Other pictures from that trip showed Alex on his dad’s shoulders. The boy in the background of Donna’s picture and the boy in those pictures were the same.
Weird, huh?
I can’t even begin to imagine the odds of such a thing happening. A bajillion-to-one would be my highly uneducated guess. But although many people probably chalk it up to a remarkable coincidence, I have another theory.
I believe it’s an example of God having fun.
He often gets a bad rap. Popular thinking often paints him as curmudgeoney old guy with a long white beard sitting up on a cloud somewhere, spending his days smoting people from a distance. He sits on a thrown like a Roman emperor, judging the fate of people with a simple but emphatic thumbs up or thumbs down. If he lived in America, there’s a pretty good chance that he’d run the IRS. He’s often painted as a pretty serious dude with a serious case of Adultitis.

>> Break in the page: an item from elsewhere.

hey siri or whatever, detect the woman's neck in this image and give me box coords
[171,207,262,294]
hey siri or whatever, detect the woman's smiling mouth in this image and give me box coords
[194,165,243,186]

It’s too bad, really, because I believe there’s another side that people don’t often think about.
His goofy side.
If God really was as serious as some people imagine him to be, we’d never have the duck-billed platypus, giraffes, or Elton John.
I subscribe to the idea that coincidences are God’s way of remaining anonymous. SQuire Rushnell has written a series of bestselling books along the same lines. He calls such coincidences godwinks. Rushnell says:
What do godwinks mean? Think about when you were a kid and someone you loved gave you a little wink across the dining room table…Mom or Dad or Grandma. You didn’t say “What do you mean by that?” You knew. It meant: “Hey kid, I’m thinking about you right now.” That’s what a godwink is too: a message of reassurance from above, directly to you, out of six billion people on the planet, saying “Hey kid…I’m thinking of you! Keep the faith! You’re never alone.”
–SQuire Rushnell
I’ve experienced some notable godwinks in my own life, and in my experience, if you’re open to them, you’ll likely notice even more.
The couple in the picture above being photographed together is really an inconsequential event. In the grand scheme of things, it’s not a big deal. Nothing about the lives of the couple in question would’ve been different had the photo been snapped a few seconds earlier or later.
But I can only imagine God smiling to himself when the photo was taken, because He knew.
I can only imagine his anticipation when the couple was sorting through the photos on that fateful day of discovery. And I can only imagine the chills that ran down the spines of Alex and Donna once the connection was made.
Call it random if you want, but I like to think of it as an example of God having fun.